Día de Júbilo

Permanezco en las profundidades de la tierra, deambulo en oscuros túneles bajo las piedras y cuento los escasos y lamentables brotes de arenisca en el ejercicio de este oficio de topo ciego.

Estoy condenado a pasar mis días en la oscuridad arañando la tierra. Allá, afuera, el sol ilumina los colores: la brisa azul y el rosado aroma de los duraznos son un recuerdo permanente de mi cita postergada hasta encontrar un hilo de oro en este exilio voluntario y necesario.

Mis días se reducen a este socavón, a este laberinto de galerías inestables, al precario y vacilante haz de luz que alumbra mi próximo paso. Resignado al destino, a ese futuro que está escrito en páginas desconocidas, con algo de ese miedo inevitable que llevamos agazapado en nuestras decisiones, enciendo la mecha.
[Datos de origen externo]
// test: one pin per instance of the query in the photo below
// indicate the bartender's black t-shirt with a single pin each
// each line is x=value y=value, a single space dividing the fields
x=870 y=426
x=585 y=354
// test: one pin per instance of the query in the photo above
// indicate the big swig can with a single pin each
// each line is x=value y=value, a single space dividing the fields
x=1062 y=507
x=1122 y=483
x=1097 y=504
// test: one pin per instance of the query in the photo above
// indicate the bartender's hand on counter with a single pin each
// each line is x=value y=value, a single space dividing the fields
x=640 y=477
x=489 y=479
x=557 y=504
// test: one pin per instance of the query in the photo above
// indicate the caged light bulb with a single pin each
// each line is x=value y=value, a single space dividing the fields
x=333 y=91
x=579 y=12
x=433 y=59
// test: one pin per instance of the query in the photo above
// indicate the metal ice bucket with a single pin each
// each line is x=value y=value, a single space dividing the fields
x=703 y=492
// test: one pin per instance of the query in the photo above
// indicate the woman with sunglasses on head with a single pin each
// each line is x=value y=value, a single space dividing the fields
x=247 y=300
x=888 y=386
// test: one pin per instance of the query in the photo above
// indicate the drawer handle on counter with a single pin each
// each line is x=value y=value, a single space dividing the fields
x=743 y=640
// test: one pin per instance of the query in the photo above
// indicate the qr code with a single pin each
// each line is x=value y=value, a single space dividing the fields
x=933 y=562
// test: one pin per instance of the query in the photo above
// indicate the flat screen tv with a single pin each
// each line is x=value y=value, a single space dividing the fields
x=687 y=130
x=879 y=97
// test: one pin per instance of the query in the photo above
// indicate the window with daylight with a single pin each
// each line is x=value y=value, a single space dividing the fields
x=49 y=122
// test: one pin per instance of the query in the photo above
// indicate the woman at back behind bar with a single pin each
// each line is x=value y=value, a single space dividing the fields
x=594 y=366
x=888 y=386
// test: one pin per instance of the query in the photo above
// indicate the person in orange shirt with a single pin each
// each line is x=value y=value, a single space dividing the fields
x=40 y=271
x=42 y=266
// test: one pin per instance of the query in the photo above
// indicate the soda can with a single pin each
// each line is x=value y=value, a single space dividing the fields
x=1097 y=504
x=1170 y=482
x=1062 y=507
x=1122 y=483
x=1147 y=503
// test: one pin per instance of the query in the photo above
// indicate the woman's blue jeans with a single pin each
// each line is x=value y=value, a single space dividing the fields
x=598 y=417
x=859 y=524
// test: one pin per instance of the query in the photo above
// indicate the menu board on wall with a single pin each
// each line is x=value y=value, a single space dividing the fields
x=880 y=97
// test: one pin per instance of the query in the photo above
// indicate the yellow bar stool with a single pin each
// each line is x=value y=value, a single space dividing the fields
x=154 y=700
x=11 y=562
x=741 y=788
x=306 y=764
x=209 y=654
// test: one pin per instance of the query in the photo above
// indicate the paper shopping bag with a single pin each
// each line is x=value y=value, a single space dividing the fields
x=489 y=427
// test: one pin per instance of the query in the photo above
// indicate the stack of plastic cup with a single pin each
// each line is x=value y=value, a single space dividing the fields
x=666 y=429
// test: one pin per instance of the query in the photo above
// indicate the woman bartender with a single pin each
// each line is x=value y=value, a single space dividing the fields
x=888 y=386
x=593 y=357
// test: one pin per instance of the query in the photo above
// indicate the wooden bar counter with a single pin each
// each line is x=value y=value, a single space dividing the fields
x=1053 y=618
Yo apuesto por la esperanza, conozco el riesgo que corro, pero es una decisión tomada y no tengo alternativas.

Atento a los imprevistos miro con escepticismo serpentear la lumbre, intensas chispas verdes tornasoladas dejan un efímero rastro de niebla y la detonación no se hace esperar. Una herida más expuesta en el fondo de la tierra. Mantengo los ojos abiertos a pesar de estar abrasados por el polvo y la pólvora,  el humo se disipa. Me arrastro hasta el boquete abierto, me falta el aire y estoy a punto de desfallecer, pero en un giro inesperado mi linterna alumbra una esquina, filosas aristas de pedernales protegen un recodo recién abierto, intentan esconderlo de la codicia de mis ojos, pero no pueden ocultar los destellos luminosos y alegres que despide la roca viva.

Encontré la veta que finalmente me cambia la vida y me permite volver a la superficie.